Ich mag keinen Schnee

Stell dir vor, du ziehst morgens die Rollos hoch und es ist draußen alles weiß.

Was denkst du dann? Ich kann dir sagen was ich gedacht habe.

Oh nein!

Wenn ich morgens die Rollo hochziehe und es schaut draußen so aus, bedeutet das für mich, das die Hühner sich die ganze Woche nicht aus dem Stall trauen und ich mehrmals täglich damit zu tun habe ihnen das Wasser aufzutauen, Futter zu bringen und nach ihnen zu schauen.

Es bedeutet, das die Kater sich alle Schnurrbarthaare abgefroren haben, weil sie nur ihre Nasen aus der Klappe gehalten haben. Auch sie sind freiwillig eine Woche in der Werkstatt geblieben. Die Kaninchen mussten in die Waschküche evakuiert werden. Das fanden sie zwar nicht witzig, aber immer noch besser als bis über beide Ohren eingeschneit zu werden. Das Kaninchengehege war bis zum Knie eingeschneit.

Dieses Wetterextrem bedeutet für uns auch viele viele Sorgen. Was machen die Temperaturen im Versorgungsraum? Hoffentlich frieren die Leitungen nicht zu. Wie kriegen wir diesen großen Hof und die lange Einfahrt geräumt? Wie kriegen wir den Schnee vom Dach und was machen wir wenn das mal alles wieder taut und und und.
Kurtz um, ich mag den Schnee nicht.
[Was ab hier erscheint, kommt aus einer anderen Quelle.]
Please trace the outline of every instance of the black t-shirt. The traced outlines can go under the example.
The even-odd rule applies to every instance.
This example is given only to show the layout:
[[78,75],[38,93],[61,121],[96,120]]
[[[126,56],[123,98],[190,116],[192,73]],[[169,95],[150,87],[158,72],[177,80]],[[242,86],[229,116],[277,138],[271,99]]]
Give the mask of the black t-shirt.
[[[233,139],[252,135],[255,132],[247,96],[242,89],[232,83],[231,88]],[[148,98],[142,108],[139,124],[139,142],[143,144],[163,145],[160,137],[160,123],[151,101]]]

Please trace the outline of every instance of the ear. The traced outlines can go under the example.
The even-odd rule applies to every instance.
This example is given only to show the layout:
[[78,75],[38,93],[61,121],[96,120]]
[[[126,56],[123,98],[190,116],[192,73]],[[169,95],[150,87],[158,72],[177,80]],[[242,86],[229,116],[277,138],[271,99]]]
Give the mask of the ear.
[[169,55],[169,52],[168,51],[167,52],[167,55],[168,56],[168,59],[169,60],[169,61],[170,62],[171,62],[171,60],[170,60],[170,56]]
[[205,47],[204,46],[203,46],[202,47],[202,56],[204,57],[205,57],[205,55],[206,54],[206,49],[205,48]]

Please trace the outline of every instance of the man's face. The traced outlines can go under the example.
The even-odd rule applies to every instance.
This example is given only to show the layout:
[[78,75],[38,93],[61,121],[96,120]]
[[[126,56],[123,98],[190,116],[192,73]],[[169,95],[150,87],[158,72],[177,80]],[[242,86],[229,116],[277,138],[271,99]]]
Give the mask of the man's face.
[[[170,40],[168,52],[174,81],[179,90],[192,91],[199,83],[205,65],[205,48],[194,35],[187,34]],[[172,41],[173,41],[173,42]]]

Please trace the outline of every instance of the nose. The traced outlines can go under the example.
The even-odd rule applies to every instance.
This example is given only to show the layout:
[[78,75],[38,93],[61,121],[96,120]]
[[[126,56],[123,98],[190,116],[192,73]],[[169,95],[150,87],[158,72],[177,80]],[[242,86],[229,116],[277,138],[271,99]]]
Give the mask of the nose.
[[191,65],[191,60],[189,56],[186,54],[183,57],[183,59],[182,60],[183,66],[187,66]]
Und ich kann ihm, wenn ich mir anschauen muss wie sehr unsere  Gartenvögel unter diesen extremen Temperaturen leiden müssen, auch nichts abgewinnen.

Zugegeben, es schaut bei Sonnenschein ganz hübsch aus. Aber wenn ich hübsche Schneelandschaften sehen will, dann kaufe ich mir ein Bildband von den Kitzbühler Alpen.